Her youngest daughter just graduated from River Falls High School, and Moore just completed her Shamana apprenticeship. She said she feels privileged to facilitate the gatherings.

She acknowledges post-traumatic stress disorder as having a huge impact on soldiers’ well-being, as well as on their families. She recalls that in her dad’s day, they called the disorder “shell shock.”

She said the often-unseen wound of PTSD goes deep and has a huge stigma. Some vets fear that seeking help for it may make them appear weak or even jeopardize their military career path.

Moore said of the problem, “It needs to be addressed fully.”

Toolbox

Moore said she’ll use the widely known circle process during the 90-minute gatherings. She also plans to introduce attendees to the healing concepts of HeartMath® and the Wellness Inventory®.

The facilitator is a non-denominational minister; licensed HeartMath® provider; licensed, certified Wellness Inventory® coach; and a certified nursing assistant; as well as being trained and having worked in therapeutic massage, therapeutic touch, Reiki, DISR, hypnosis and meditation. Moore also apprenticed to a Curendero, Shamans, and Shamana (medicine people in native traditions).
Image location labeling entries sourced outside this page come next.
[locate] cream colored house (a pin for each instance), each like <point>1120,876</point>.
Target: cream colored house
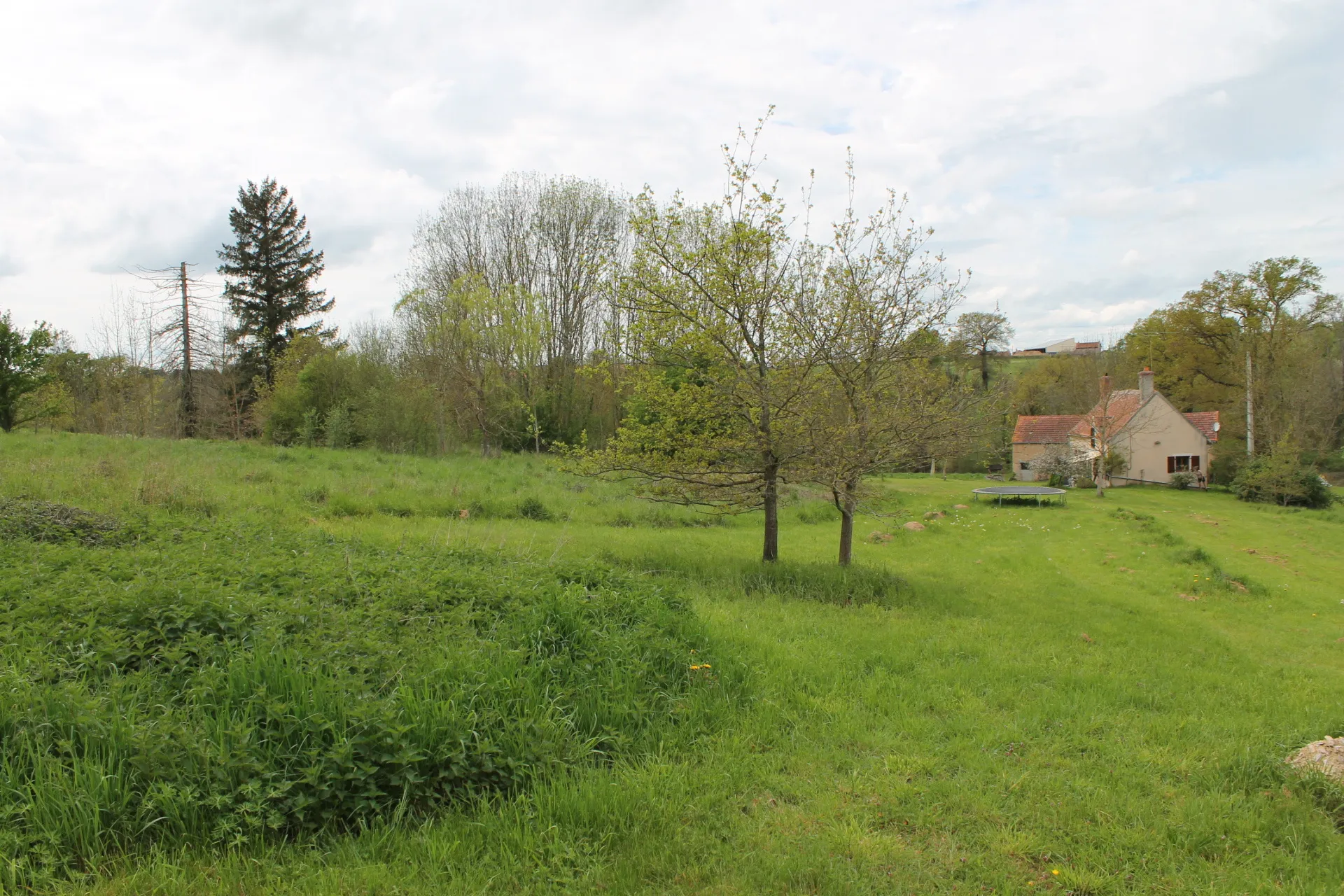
<point>1144,429</point>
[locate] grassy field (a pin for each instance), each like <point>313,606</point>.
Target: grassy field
<point>1092,699</point>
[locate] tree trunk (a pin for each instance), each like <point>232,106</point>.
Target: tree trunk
<point>1250,412</point>
<point>771,550</point>
<point>847,507</point>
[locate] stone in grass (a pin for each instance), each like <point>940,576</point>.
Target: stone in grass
<point>1326,757</point>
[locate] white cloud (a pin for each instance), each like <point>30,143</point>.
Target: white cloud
<point>1051,144</point>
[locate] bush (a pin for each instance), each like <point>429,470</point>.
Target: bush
<point>1282,480</point>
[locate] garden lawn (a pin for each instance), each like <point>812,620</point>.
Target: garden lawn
<point>1091,699</point>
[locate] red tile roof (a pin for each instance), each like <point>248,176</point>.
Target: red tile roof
<point>1051,429</point>
<point>1203,422</point>
<point>1112,414</point>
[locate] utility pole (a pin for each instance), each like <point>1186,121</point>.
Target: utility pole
<point>188,398</point>
<point>1250,412</point>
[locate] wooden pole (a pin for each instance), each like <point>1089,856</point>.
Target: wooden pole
<point>188,399</point>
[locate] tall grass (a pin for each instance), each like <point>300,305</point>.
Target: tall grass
<point>223,685</point>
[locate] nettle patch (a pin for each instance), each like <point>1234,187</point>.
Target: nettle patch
<point>225,685</point>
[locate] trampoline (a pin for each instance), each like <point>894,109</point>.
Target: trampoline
<point>1021,492</point>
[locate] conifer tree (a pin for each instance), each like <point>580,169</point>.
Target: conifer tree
<point>269,273</point>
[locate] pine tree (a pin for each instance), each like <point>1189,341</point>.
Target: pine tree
<point>269,273</point>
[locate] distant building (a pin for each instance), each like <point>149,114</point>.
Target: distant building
<point>1062,347</point>
<point>1154,438</point>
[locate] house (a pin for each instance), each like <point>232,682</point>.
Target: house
<point>1152,438</point>
<point>1062,347</point>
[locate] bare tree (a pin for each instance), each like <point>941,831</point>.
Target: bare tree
<point>881,399</point>
<point>182,317</point>
<point>561,241</point>
<point>983,332</point>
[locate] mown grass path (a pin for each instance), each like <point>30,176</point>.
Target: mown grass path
<point>1053,703</point>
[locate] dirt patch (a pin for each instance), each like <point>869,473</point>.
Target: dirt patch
<point>1266,556</point>
<point>51,523</point>
<point>1326,757</point>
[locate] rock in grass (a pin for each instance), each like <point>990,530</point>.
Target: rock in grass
<point>1326,757</point>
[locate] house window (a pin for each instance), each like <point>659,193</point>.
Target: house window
<point>1182,463</point>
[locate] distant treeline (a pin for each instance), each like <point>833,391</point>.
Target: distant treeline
<point>517,331</point>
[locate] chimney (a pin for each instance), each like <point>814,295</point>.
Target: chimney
<point>1145,384</point>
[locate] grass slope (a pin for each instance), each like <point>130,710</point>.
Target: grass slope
<point>1104,691</point>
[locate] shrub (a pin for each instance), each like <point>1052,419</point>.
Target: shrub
<point>1281,480</point>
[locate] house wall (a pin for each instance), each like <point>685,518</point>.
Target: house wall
<point>1156,431</point>
<point>1023,453</point>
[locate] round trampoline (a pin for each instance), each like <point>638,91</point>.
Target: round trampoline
<point>1021,492</point>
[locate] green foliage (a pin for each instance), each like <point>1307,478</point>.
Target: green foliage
<point>302,685</point>
<point>1065,688</point>
<point>1281,479</point>
<point>23,371</point>
<point>531,508</point>
<point>269,270</point>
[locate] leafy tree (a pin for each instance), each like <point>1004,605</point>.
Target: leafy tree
<point>269,272</point>
<point>1245,326</point>
<point>1281,479</point>
<point>878,400</point>
<point>984,332</point>
<point>23,371</point>
<point>722,378</point>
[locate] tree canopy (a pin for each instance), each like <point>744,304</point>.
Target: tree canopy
<point>269,273</point>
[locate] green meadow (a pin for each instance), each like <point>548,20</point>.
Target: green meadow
<point>251,669</point>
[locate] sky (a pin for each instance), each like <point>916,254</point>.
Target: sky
<point>1088,162</point>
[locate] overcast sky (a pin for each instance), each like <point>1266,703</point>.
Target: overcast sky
<point>1089,162</point>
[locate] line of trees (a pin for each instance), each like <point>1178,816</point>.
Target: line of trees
<point>705,352</point>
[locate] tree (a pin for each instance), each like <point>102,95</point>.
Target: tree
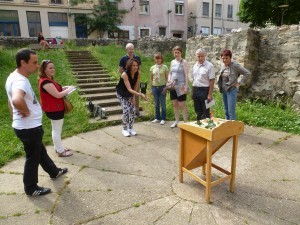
<point>105,17</point>
<point>259,13</point>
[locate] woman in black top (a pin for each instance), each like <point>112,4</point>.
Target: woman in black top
<point>127,92</point>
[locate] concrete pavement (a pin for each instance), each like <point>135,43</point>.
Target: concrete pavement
<point>116,180</point>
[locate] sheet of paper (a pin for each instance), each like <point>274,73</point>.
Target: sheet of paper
<point>209,104</point>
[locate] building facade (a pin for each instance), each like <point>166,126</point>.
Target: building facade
<point>57,18</point>
<point>219,19</point>
<point>155,18</point>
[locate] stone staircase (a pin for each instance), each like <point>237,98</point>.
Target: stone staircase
<point>95,83</point>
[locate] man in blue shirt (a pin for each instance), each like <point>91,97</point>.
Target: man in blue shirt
<point>122,67</point>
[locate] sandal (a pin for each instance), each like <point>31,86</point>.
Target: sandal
<point>64,154</point>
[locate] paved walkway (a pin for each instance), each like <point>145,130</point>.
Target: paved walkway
<point>116,180</point>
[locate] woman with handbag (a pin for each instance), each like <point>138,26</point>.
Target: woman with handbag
<point>178,76</point>
<point>51,96</point>
<point>228,83</point>
<point>127,92</point>
<point>158,78</point>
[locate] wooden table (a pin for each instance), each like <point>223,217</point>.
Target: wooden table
<point>198,144</point>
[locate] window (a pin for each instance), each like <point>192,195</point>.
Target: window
<point>230,11</point>
<point>218,11</point>
<point>179,8</point>
<point>144,7</point>
<point>9,23</point>
<point>34,23</point>
<point>228,30</point>
<point>217,30</point>
<point>144,32</point>
<point>205,10</point>
<point>58,19</point>
<point>56,1</point>
<point>122,34</point>
<point>205,31</point>
<point>162,31</point>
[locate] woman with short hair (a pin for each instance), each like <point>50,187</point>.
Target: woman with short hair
<point>229,84</point>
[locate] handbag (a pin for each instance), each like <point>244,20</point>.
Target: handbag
<point>170,85</point>
<point>68,105</point>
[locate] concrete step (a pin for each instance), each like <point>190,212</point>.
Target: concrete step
<point>90,76</point>
<point>84,65</point>
<point>112,110</point>
<point>96,85</point>
<point>110,119</point>
<point>106,102</point>
<point>99,68</point>
<point>93,80</point>
<point>100,96</point>
<point>97,90</point>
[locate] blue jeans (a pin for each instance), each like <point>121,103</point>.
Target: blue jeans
<point>229,100</point>
<point>36,155</point>
<point>160,102</point>
<point>199,97</point>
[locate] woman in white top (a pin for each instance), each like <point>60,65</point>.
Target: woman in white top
<point>179,73</point>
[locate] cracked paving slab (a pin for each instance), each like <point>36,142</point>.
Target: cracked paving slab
<point>117,180</point>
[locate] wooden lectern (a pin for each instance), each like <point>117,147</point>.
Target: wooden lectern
<point>198,144</point>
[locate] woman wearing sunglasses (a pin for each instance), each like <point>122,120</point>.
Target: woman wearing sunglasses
<point>51,95</point>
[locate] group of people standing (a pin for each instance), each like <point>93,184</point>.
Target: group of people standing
<point>202,78</point>
<point>26,111</point>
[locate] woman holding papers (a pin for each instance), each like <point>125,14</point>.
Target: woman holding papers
<point>229,83</point>
<point>51,96</point>
<point>203,78</point>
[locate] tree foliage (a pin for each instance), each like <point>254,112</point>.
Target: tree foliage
<point>105,17</point>
<point>259,13</point>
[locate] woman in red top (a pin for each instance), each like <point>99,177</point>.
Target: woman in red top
<point>42,41</point>
<point>51,95</point>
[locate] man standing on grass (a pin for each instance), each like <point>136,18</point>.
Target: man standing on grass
<point>203,78</point>
<point>27,114</point>
<point>122,67</point>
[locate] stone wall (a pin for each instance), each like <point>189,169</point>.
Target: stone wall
<point>271,54</point>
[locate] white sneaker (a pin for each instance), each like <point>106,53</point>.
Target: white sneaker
<point>174,124</point>
<point>125,133</point>
<point>132,132</point>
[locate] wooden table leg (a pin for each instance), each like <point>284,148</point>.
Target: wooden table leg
<point>208,171</point>
<point>203,169</point>
<point>181,156</point>
<point>233,162</point>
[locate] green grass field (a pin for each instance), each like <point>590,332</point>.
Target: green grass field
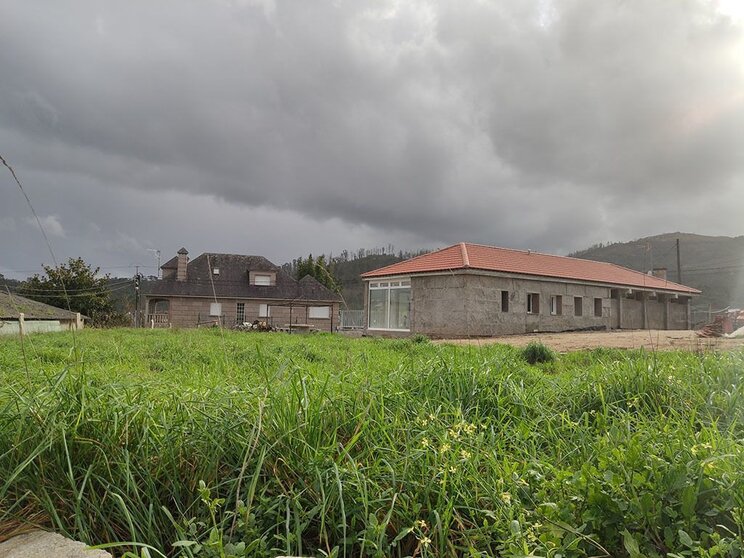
<point>201,443</point>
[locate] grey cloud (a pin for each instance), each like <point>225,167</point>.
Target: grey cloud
<point>544,124</point>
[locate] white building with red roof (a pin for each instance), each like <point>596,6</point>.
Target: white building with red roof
<point>475,290</point>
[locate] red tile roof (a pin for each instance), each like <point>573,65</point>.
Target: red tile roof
<point>490,258</point>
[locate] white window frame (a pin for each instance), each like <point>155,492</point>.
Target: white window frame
<point>319,312</point>
<point>556,305</point>
<point>262,279</point>
<point>388,284</point>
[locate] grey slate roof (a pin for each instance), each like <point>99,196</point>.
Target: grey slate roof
<point>11,305</point>
<point>232,281</point>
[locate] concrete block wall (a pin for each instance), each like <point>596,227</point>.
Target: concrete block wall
<point>678,314</point>
<point>469,304</point>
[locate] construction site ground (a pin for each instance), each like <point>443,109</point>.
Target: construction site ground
<point>618,339</point>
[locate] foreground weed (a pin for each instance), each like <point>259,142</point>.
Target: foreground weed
<point>186,443</point>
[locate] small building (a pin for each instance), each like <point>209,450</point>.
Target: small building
<point>23,315</point>
<point>474,290</point>
<point>230,289</point>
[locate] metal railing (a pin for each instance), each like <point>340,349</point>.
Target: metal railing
<point>352,319</point>
<point>158,320</point>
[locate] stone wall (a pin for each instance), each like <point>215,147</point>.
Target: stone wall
<point>192,311</point>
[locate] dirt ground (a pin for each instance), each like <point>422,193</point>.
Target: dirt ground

“I’ve been involved in circles for many years now,” said Moore, adding this is the first veteran’s circle she’s done in River Falls.

She explains that the process involves physically arranging participant chairs into a circle shape then establishing a centerpiece, which indicates that all present are equal. She said it’s important to establish a safe, comfortable and private space.

Moore describes her own role as “holding the rim” of the circle and said for example, she’d pose a question or conversation topic to the group then pass a talking piece to anyone who wanted to speak about it. Everyone else listens.

“If they want to speak they can,” she said. “If they don’t want to, they don’t have to.”

She says the circle is absolutely confidential and that it isn’t unusual to have laughter one minute and tears the next. Moore encourages attendees to bring photos or other special memorabilia from that era of their life.

Moore also uses the Wellness Inventory® to work with and help people. She is beginning to see signs of the military using it, too, remembering it featured in a “Military Medicine” article and knowing that the co-creator of its online program, Jim Strohecker, is working with the military.

Strohecker confirms that he’s been approached by the military about two different studies involving the inventory and that he’s had direct discussions with the Pentagon, too.

He says the military recognizes a general need for better resiliency and management tools. He said he was amazed by a military-oriented conference he attended this year, where he heard many acknowledge the need for a more “whole-person” approach. Strohecker said people can take the Wellness Inventory® online at www.wellpeople.com.

HeartMath® is another technique Moore will share with those who come to A Soldier’s Heart. Moore said promising research and data are emerging to indicate that it has the potential to help people cope with stress and fear.

HeartMath®, around since the early 1990s, basically teaches people how to detach, freeze frame and step back, then focus on their heart and call on a time in their life when they had support, love, joy, nurturing -- then they respond to the situation.

Moore said testing applications include schools, police departments and large corporations.

She began learning about HeartMath® in 1998.

“It was so helpful to me I said, ‘Someday I’m going to train in this,’” so she became licensed in 2001.

She uses all these tools, but Moore emphasizes that she thinks first about how best to help the person in front of her.

Permission to speak

She wants people to know it’s OK to ask questions and seek help.

She said, “If someone is in a space of judgment, that’s about them, not you.”

Moore also predicts that people attending A Soldier’s Heart will find resources, comfort and healing in each other.

She just knows there is demand among military families for help to come in some form and for suicide to not be an answer.

“It’s not any one person who will do this,” Moore predicts. “We’ll do it as a community.”